A importância do desenvolvimento sustentável no Brasil
Enviada em 27/09/2019
O Protocolo de Quioto foi realizado em 1997, essa conferência tinha o objetivo de reduzir as taxas de emissões de carbono e criar um modelo de desenvolvimento ambiental para o mundo, principalmente nas superpotências, ou seja, os maiores causadores de poluição. Paralelamente, a natureza do território brasileiro é vítima do crescimento econômico nacional, pois, a criação de gado extensiva e a negligência de um desenvolvimento sustentável na Amazônia Legal, criaram um cenário de insustentabilidade na nação.

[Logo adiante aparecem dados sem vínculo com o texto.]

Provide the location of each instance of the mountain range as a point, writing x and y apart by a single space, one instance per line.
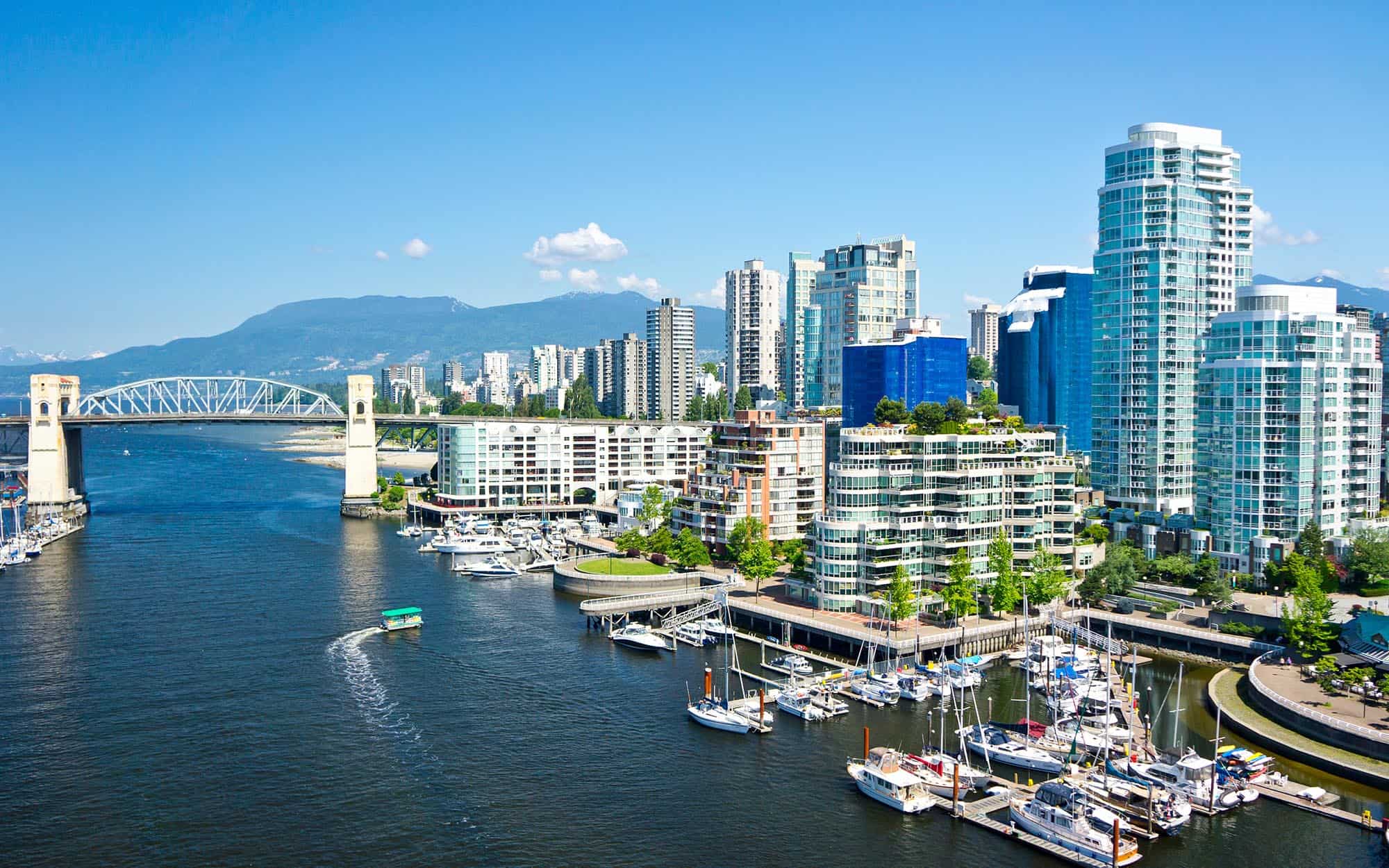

Primordialmente, vale analisar os efeitos que a criação de gado na Amazônia causam na sociedade. O site de notícias UOL publicou na sua página que, em média, 65% da destruição da Amazônia advém da pecuária extensiva. Desse modo, percebe-se que a criação de gado afeta o país, pois, o avanço para territórios que eram intocáveis pelo ser humano nesse bioma, corrobora para uma visão social de desenvolvimento a qualquer custo, causando catástrofes ambientais em massa. Isso já era relatado pelo pensadores da industria cultural, vindos da Escola de Frankfurt, apresentando que a sociedade moderna visa apenas o lucro e banaliza os seus efeitos negativos.
Por conseguinte, a negligência de um desenvolvimento sustentável é notório na população brasileira. O filosofo Schopenhauer dizia que a “vontade” corrompe o homem, tornando-o infeliz, por essa razão deve ser controlada, porém, impossível de ser extinguida. Parafraseando o princípio de “vontade” de Schopenhauer, essa representa a ambição burguesa de ascensão econômica, concomitantemente, percebe-se que a contenção do desenvolvimento econômico é improvável, visto que o modelo do capitalismo é vigente no cenário mundial desde o fim da Guerra Fria, por isso, os esforços devem visar atingir um desenvolvimento econômico e sustentável.
É evidente, portanto, que há entraves para a solidificação de políticas que visem à construção de um país ambientalista. Logo, urge que o Governo Federal, por meio de intervenção estatal, proíba a criação de gado extensiva na região Amazônica e, simultaneamente, reduza taxas de impostos de maquinário agropecuário, com o intuito de mecanizar a pecuária, instigando os proprietários de gado estabelecerem um modo de criação intensiva, fazendo com que áreas devastadas se recuperem, dessa forma, concilia-se a tecnologia com o desenvolvimento sustentável no país. Somente assim, faz-se que a insustentabilidade não seja um tabu na sociedade brasileira moderna.